Regular Expression Matching

Interview Prep

LegendaryDynamic Programmingdpstrings

The problem

Implement regex matching with two metacharacters:

. matches any single character.
* matches zero or more of the preceding element.

The match must cover the entire string (not just a substring). The classic ambiguity: "a*" means "zero or more a's", treated as a single pattern unit.

Why this is famously tricky

The * isn't a postfix on the preceding character in isolation — it's a quantifier that creates a variable-length match. The recursion has to decide, at each step, whether to "consume zero copies of the starred pattern" (move past it in the pattern) or "consume one copy" (move forward in the string but keep the same pattern position). Almost everyone gets one of those two branches wrong on the first try.

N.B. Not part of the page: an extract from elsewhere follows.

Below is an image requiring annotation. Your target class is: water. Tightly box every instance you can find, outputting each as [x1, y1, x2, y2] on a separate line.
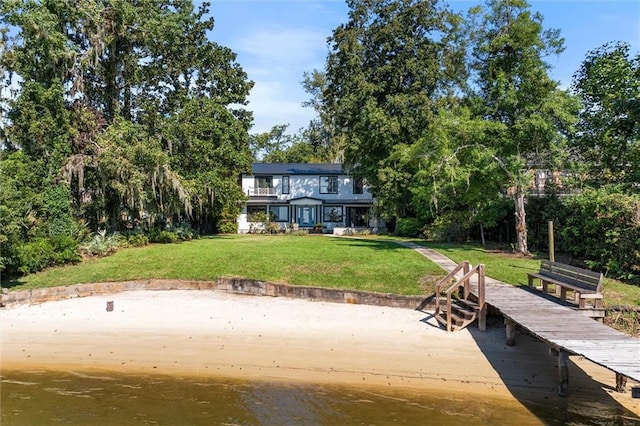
[0, 370, 538, 425]
[2, 370, 638, 425]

Recursive solution (for intuition)

def is_match_recursive(s: str, p: str) -> bool:
    if not p:
        return not s
    first = bool(s) and (p[0] == s[0] or p[0] == '.')
    if len(p) >= 2 and p[1] == '*':
        # Either consume 0 chars of '<char>*' and skip it, or consume 1 char if first matches
        return is_match_recursive(s, p[2:]) or (first and is_match_recursive(s[1:], p))
    return first and is_match_recursive(s[1:], p[1:])

Correct, exponential time on pathological inputs (the classic "aaaa...a", "a*a*a*...a*" blowup). Memoising on the pair (i, j) of suffix indices is the standard fix — same recurrence, polynomial time.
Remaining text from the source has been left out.